In a new cyber-crime report, security vendor Finjan found a traffic management server that showed a ring of cyber-crooks redirected 1.8 million users to a site that installed rogue anti-virus over the course of two weeks, raking in an average of $10,800 a day. There are several groups involved in similar schemes, Finjan reports.
The stock market may be struggling, but the market for purveyors of rogue anti-virus is going strong.
In a report, researchers at Finjan offered a peek into the
inner-workings of the market for rogue anti-virus. The company
focused on a group of cyber-crooks running a rogueware
affiliate network that hauled in an average of $10,800 a
day in profits.
The affiliate network is divided into two teams, one responsible for
compromising legitimate Websites and injecting Web pages with popular
keywords and typos. These pages redirect users to Websites owned by
Team B, which tries to install the rogue AV on the user's desktop.
"Team B pays Team A for every user Team A manage to redirect to Team B Website," explained Finjan CTO Yuval Ben-Itzhak.
The profits can be impressive. A look at a traffic management server
based in the Ukraine found 1.8 million users were redirected to the
rogue anti-virus software site during a 16-day period. The installation
rates varied from 7 percent to as high as 12 percent. Some 1.79
percent of the victims who installed the AV paid $50 for the fake
software, with 58 to 90 percent flowing back to the network.
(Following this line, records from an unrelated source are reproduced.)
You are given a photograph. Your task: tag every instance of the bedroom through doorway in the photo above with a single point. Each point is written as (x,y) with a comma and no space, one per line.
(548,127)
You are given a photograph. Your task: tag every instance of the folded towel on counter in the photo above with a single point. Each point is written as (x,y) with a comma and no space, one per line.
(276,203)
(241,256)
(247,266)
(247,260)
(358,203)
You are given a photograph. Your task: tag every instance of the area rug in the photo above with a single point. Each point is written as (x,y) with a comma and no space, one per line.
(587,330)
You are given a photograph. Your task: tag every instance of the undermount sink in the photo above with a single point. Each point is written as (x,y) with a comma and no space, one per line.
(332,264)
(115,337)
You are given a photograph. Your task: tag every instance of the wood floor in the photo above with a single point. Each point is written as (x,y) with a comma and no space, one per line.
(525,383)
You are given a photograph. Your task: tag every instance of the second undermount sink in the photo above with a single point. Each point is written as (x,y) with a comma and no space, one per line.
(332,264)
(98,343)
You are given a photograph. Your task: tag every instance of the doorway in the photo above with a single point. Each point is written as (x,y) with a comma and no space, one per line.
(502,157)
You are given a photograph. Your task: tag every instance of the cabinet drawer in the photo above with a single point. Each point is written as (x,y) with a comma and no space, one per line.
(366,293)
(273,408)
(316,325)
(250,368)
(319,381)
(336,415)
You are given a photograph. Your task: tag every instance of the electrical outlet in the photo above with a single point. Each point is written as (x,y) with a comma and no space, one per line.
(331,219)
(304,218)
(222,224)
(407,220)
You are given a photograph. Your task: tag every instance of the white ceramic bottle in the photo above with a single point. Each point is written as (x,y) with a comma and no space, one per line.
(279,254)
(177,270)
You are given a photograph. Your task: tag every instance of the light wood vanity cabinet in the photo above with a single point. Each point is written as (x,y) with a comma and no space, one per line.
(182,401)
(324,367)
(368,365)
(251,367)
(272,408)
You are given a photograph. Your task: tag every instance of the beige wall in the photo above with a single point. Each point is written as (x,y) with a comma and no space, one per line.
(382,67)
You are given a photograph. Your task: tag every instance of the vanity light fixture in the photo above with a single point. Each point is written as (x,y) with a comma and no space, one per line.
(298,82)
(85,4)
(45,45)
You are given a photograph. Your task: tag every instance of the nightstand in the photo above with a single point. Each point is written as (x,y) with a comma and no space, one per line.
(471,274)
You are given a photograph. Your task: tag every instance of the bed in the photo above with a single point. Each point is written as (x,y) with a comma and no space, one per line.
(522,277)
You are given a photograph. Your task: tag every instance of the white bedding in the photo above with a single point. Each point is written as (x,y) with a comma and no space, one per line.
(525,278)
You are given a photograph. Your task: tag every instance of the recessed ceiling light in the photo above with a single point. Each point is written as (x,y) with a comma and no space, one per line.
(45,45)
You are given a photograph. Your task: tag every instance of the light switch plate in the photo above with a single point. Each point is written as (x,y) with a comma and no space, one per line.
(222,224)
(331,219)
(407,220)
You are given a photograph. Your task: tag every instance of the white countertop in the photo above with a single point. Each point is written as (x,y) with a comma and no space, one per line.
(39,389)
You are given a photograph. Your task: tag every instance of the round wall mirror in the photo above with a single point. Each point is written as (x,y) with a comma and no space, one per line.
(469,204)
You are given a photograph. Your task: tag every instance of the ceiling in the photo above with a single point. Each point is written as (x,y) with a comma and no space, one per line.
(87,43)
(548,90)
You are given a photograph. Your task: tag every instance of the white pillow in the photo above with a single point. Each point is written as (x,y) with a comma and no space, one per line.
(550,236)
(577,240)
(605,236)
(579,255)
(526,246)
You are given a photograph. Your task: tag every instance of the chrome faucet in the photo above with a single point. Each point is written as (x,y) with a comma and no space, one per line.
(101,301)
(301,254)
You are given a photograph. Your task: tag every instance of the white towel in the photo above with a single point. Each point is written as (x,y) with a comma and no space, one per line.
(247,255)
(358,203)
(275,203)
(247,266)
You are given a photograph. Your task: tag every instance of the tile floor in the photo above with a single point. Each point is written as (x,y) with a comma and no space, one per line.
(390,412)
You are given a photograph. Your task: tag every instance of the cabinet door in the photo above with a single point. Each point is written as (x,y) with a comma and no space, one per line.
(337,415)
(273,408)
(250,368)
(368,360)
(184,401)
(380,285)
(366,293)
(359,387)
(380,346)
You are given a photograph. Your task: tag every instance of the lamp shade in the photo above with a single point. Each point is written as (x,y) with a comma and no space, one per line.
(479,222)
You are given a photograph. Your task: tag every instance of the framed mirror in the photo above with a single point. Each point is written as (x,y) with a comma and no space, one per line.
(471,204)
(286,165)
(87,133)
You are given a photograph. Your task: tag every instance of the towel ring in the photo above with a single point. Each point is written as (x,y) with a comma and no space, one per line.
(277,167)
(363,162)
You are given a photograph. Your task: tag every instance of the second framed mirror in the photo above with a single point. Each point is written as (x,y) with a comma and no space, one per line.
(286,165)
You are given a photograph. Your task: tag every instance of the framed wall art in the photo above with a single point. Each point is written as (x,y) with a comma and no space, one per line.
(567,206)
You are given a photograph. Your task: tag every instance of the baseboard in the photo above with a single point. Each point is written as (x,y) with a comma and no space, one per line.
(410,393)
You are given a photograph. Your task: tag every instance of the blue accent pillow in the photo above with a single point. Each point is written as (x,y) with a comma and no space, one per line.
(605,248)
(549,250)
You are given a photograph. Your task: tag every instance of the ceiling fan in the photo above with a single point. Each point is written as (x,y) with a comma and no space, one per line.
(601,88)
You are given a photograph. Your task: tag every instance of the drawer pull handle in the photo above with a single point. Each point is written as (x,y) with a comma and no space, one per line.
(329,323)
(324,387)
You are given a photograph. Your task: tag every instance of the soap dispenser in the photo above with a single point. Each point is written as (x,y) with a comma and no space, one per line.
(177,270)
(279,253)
The group behind this operation relied heavily on search engine optimization
Fellow security vendors Symantec and McAfee have found similar
SEO-poisoning techniques being used in malware campaigns, and said the
trend has been increasing since the beginning of the year.
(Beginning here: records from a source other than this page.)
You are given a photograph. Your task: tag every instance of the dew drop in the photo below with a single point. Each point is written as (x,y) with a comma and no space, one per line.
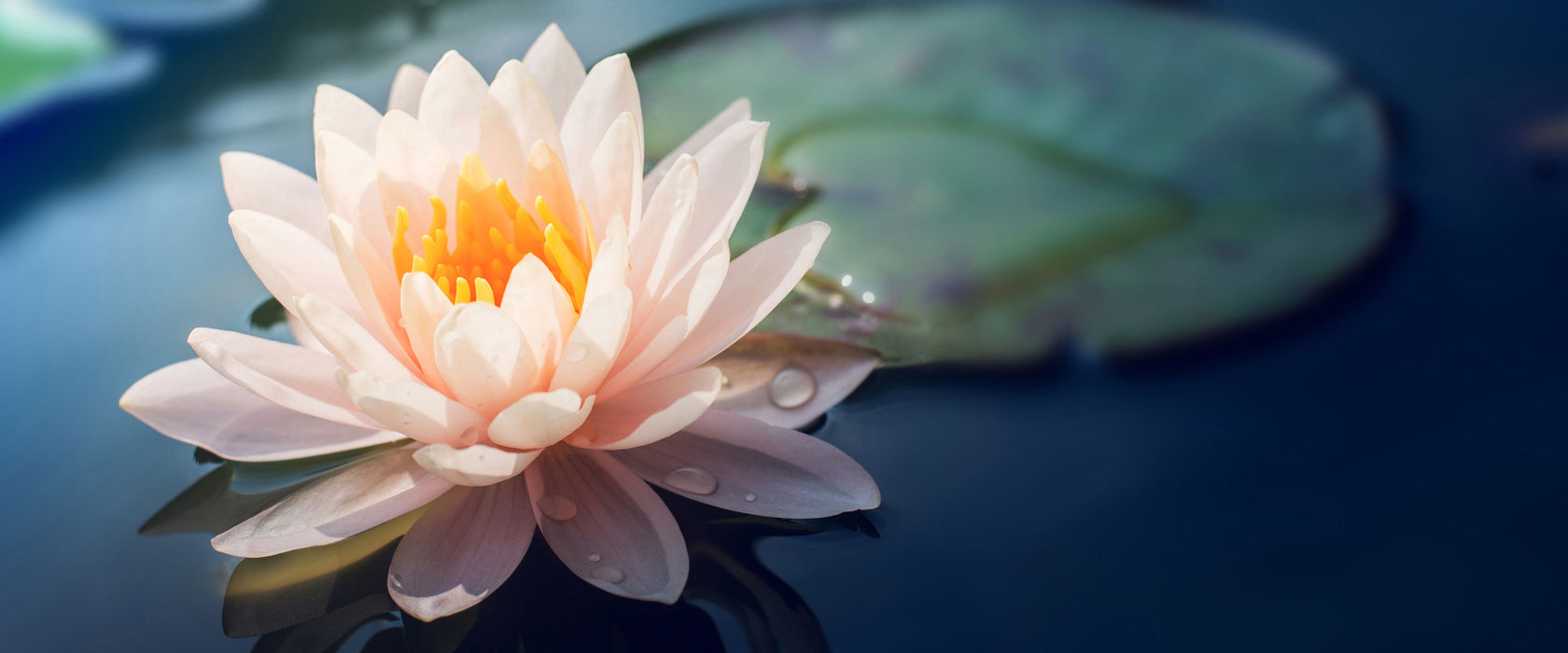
(557,507)
(792,387)
(692,479)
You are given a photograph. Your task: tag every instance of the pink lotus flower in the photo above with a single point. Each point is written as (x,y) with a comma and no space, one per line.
(486,274)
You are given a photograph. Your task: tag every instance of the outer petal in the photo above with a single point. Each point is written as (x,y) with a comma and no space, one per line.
(737,112)
(608,525)
(452,101)
(269,187)
(539,420)
(756,282)
(514,117)
(341,112)
(191,403)
(288,262)
(461,549)
(483,359)
(343,505)
(651,412)
(406,87)
(413,409)
(555,64)
(723,459)
(286,375)
(474,465)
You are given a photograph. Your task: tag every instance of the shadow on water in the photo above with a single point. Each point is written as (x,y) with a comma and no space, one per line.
(334,597)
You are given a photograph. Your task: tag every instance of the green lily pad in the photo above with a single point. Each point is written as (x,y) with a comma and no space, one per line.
(1001,177)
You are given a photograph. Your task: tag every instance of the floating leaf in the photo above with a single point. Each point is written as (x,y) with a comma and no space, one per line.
(1001,177)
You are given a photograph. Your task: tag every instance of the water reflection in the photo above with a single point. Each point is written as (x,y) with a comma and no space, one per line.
(334,597)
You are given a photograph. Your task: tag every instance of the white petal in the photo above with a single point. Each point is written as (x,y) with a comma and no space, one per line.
(483,359)
(413,166)
(461,549)
(406,87)
(737,112)
(348,341)
(452,101)
(288,262)
(555,64)
(474,465)
(269,187)
(608,525)
(783,472)
(413,409)
(756,282)
(286,375)
(191,403)
(339,507)
(341,112)
(609,91)
(539,420)
(514,117)
(652,410)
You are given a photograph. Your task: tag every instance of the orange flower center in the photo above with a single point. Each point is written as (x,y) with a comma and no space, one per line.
(495,232)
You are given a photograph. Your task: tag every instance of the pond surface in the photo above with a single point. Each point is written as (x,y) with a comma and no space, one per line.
(1377,468)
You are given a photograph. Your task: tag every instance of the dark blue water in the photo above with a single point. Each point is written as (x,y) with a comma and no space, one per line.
(1381,470)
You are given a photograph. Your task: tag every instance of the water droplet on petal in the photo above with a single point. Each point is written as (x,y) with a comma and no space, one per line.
(692,479)
(557,507)
(609,574)
(792,387)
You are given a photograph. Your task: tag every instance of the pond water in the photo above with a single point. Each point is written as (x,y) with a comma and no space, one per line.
(1377,467)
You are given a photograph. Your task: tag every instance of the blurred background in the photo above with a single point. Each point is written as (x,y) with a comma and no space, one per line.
(1212,325)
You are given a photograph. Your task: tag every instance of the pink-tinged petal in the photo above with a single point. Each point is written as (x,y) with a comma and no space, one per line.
(745,465)
(341,112)
(339,507)
(350,188)
(483,359)
(191,403)
(262,185)
(618,175)
(608,525)
(539,307)
(424,307)
(737,112)
(788,380)
(348,343)
(539,420)
(595,341)
(609,91)
(728,173)
(461,549)
(287,375)
(756,282)
(413,409)
(413,166)
(408,85)
(288,262)
(654,242)
(557,68)
(474,465)
(452,101)
(514,117)
(651,412)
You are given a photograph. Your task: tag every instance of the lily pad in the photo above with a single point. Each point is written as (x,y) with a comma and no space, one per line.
(1002,177)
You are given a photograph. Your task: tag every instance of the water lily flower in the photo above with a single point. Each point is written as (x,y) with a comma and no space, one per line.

To further improve their chances of placing high in a search, the
hackers inserted SEO targeted pages to compromised Websites. According
to Finjan, the injected pages were actually PHP scripts dynamically
generating search keywords with typos and popular terms. The script is
based on a parameter passed in the URL,
hxxp://[compromised-domain]/talk/page.php?id=1503. Each of the
dynamically generated pages was linked to other dynamically generated
pages to increase the probability the search engine would index even
more keywords for the compromised sites.
The end result was users searching for popular keywords (with or
without typos) on search engines were sometimes directed to a malicious
page that tried to install the rogueware on their PCs.
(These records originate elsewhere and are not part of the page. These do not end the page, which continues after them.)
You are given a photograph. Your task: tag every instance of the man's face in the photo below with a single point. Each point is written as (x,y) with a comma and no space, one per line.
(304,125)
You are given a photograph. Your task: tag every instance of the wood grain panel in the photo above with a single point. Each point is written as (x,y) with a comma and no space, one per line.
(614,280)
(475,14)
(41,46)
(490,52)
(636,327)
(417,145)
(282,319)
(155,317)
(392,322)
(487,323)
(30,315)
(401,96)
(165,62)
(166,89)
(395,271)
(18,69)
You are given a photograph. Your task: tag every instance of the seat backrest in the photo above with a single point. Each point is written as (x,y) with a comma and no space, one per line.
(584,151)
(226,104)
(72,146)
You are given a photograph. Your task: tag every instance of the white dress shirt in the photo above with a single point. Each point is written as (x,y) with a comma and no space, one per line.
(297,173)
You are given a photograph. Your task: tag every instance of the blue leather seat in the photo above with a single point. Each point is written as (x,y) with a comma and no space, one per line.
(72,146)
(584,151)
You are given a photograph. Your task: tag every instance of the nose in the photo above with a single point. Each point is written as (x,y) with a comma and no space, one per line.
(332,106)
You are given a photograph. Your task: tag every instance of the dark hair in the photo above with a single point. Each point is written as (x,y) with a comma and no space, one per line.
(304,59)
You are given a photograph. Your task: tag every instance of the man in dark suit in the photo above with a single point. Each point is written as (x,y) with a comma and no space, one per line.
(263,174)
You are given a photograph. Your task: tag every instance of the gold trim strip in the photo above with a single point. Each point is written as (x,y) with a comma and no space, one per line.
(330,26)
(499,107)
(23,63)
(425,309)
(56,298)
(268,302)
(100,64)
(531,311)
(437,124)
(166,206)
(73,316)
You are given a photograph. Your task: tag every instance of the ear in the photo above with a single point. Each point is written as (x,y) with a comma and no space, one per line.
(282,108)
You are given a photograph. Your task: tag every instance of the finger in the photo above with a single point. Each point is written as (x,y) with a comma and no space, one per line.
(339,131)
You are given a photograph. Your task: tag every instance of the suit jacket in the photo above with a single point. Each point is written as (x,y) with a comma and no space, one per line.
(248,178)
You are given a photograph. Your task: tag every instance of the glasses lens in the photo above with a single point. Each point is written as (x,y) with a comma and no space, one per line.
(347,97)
"In the last two months we have seen these SEO techniques a
lot," Ben-Itzhak said. "It is happening on legit Websites that
were compromised and fill the Web page with keywords. These pages trick
the search engine spider."
"I believe there are a few dozen groups doing that today," the
CTO continued. "Having the great numbers they make, the number of
groups increase and their techniques are improving."